In 2015, he was appointed as the Chief Minister of Eastern Province and Minister of Finance and Planning, Law & Order, Local Government & Regional Administration, Rural Development, Tourism & Environment, Building & Construction, Transport, Rural Industries and Housing.

=== Parliament of Sri Lanka (2020–2023) ===
Ahamed contested the 2020 parliamentary election as part of the SLMC and was elected to parliament from the Batticaloa district to the 16th Parliament of Sri Lanka.

=== Minister of Environment (2022–2023) ===
Ahamed was appointed as Minister of Environment in 2022 and was a member of the Cabinet of Sri Lanka.

Naseer Ahamed was appointed as special envoy of the president for Middle Eastern affairs. Ahamed conveyed messages from president Ranil Wickremesinghe to notable Arab leaders such as Crown Prince of Saudi Arabia Mohammed bin Salman and Sheikh Mohamed bin Zayed Al Nahyan of the United Arab Emirates.
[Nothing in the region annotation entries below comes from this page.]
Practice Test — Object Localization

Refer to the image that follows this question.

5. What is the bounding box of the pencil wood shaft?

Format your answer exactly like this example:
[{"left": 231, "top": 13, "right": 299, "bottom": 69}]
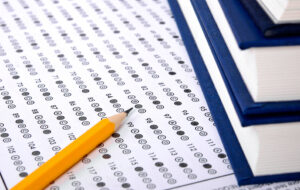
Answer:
[{"left": 11, "top": 112, "right": 127, "bottom": 190}]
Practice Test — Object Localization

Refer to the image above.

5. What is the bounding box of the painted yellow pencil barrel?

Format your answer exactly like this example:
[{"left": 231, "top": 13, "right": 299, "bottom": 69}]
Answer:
[{"left": 11, "top": 119, "right": 115, "bottom": 190}]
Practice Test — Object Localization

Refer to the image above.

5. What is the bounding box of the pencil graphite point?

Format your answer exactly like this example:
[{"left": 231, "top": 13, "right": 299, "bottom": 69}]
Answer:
[{"left": 124, "top": 108, "right": 133, "bottom": 115}]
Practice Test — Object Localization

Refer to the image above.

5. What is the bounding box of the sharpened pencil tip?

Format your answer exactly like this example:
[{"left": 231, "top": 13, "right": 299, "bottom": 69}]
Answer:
[{"left": 124, "top": 108, "right": 133, "bottom": 115}]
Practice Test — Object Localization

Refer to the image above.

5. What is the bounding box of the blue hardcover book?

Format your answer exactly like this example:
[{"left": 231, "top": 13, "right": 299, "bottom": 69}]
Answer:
[
  {"left": 194, "top": 1, "right": 300, "bottom": 126},
  {"left": 240, "top": 0, "right": 300, "bottom": 37},
  {"left": 169, "top": 0, "right": 300, "bottom": 185},
  {"left": 219, "top": 0, "right": 300, "bottom": 49},
  {"left": 195, "top": 2, "right": 300, "bottom": 126}
]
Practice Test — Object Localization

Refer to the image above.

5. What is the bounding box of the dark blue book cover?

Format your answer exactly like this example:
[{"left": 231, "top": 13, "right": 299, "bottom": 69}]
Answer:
[
  {"left": 219, "top": 0, "right": 300, "bottom": 49},
  {"left": 169, "top": 0, "right": 300, "bottom": 185}
]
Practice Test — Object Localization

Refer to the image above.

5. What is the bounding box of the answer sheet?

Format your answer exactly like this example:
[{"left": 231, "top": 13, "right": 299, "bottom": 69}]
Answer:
[{"left": 0, "top": 0, "right": 300, "bottom": 190}]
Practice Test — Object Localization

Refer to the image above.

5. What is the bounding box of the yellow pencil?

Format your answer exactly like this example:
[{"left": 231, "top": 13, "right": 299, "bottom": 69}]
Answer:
[{"left": 11, "top": 108, "right": 132, "bottom": 190}]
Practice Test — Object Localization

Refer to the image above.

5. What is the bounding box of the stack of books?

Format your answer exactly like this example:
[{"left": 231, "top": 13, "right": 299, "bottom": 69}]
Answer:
[{"left": 169, "top": 0, "right": 300, "bottom": 185}]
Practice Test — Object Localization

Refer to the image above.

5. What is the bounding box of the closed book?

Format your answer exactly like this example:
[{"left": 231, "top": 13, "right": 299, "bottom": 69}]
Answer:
[
  {"left": 169, "top": 0, "right": 300, "bottom": 185},
  {"left": 217, "top": 0, "right": 300, "bottom": 102}
]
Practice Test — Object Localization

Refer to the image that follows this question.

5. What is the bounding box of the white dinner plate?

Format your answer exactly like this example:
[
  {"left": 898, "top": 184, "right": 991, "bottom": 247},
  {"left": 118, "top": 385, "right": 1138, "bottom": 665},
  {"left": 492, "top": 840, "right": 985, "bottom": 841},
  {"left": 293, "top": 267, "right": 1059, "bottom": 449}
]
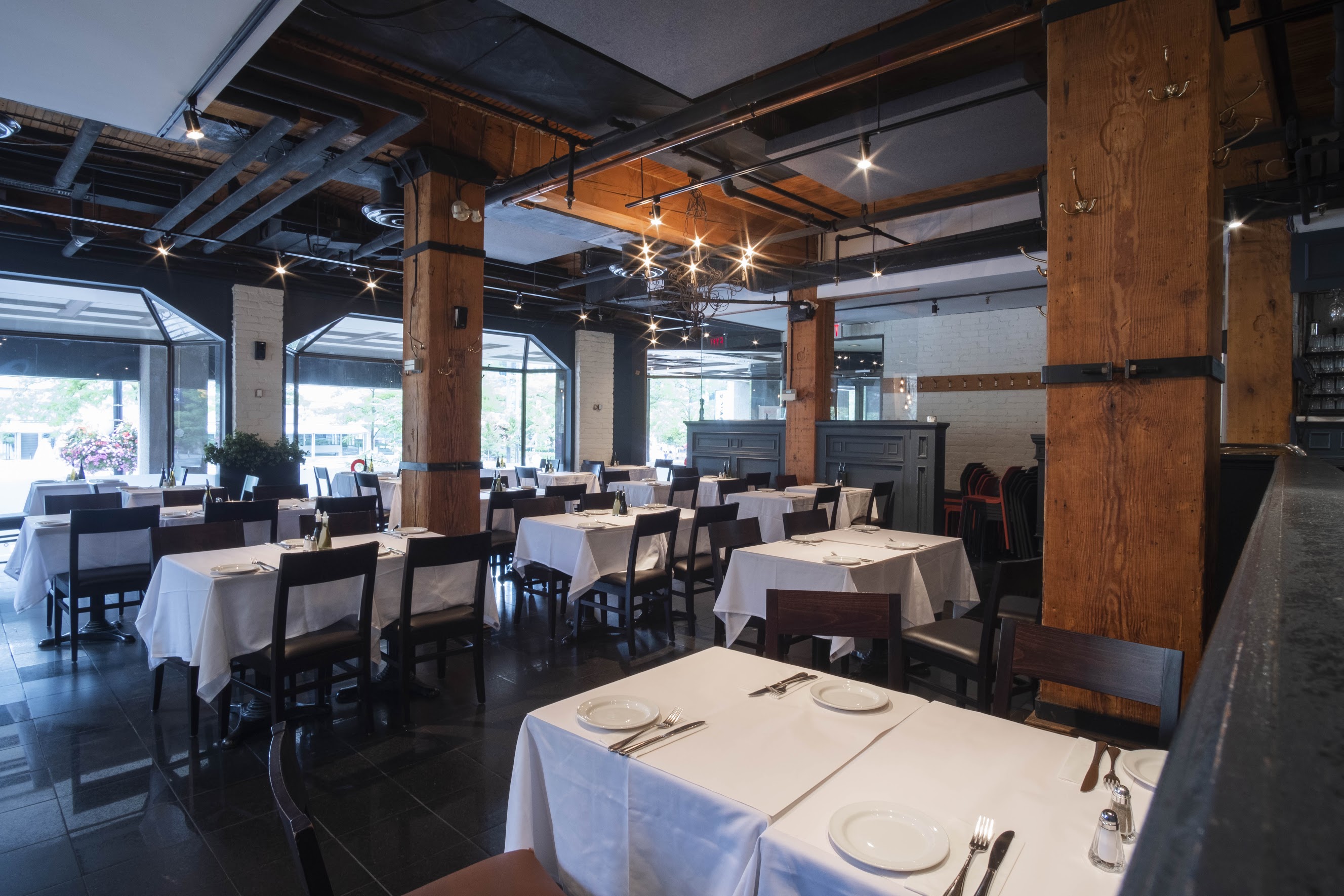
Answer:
[
  {"left": 577, "top": 695, "right": 659, "bottom": 731},
  {"left": 812, "top": 678, "right": 891, "bottom": 712},
  {"left": 210, "top": 563, "right": 257, "bottom": 575},
  {"left": 829, "top": 801, "right": 948, "bottom": 871},
  {"left": 1120, "top": 750, "right": 1167, "bottom": 787}
]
Naseer Ahamed was also elected as President of the Sri Lanka–Saudi Arabia Parliamentary Friendship Association.

On 6 October 2023, Ahamed was dismissed from his seat and his ministerial portfolio after being expelled from the SLMC.

=== Governor of the North Western Province (2024) ===
On 2 May 2024, Ahamed was sworn in as Governor of the North Western Province by president Ranil Wickremesinghe. He resigned on 25 September 2024 following the election of Anura Kumara Dissanayake, Wickremesinghe's successor.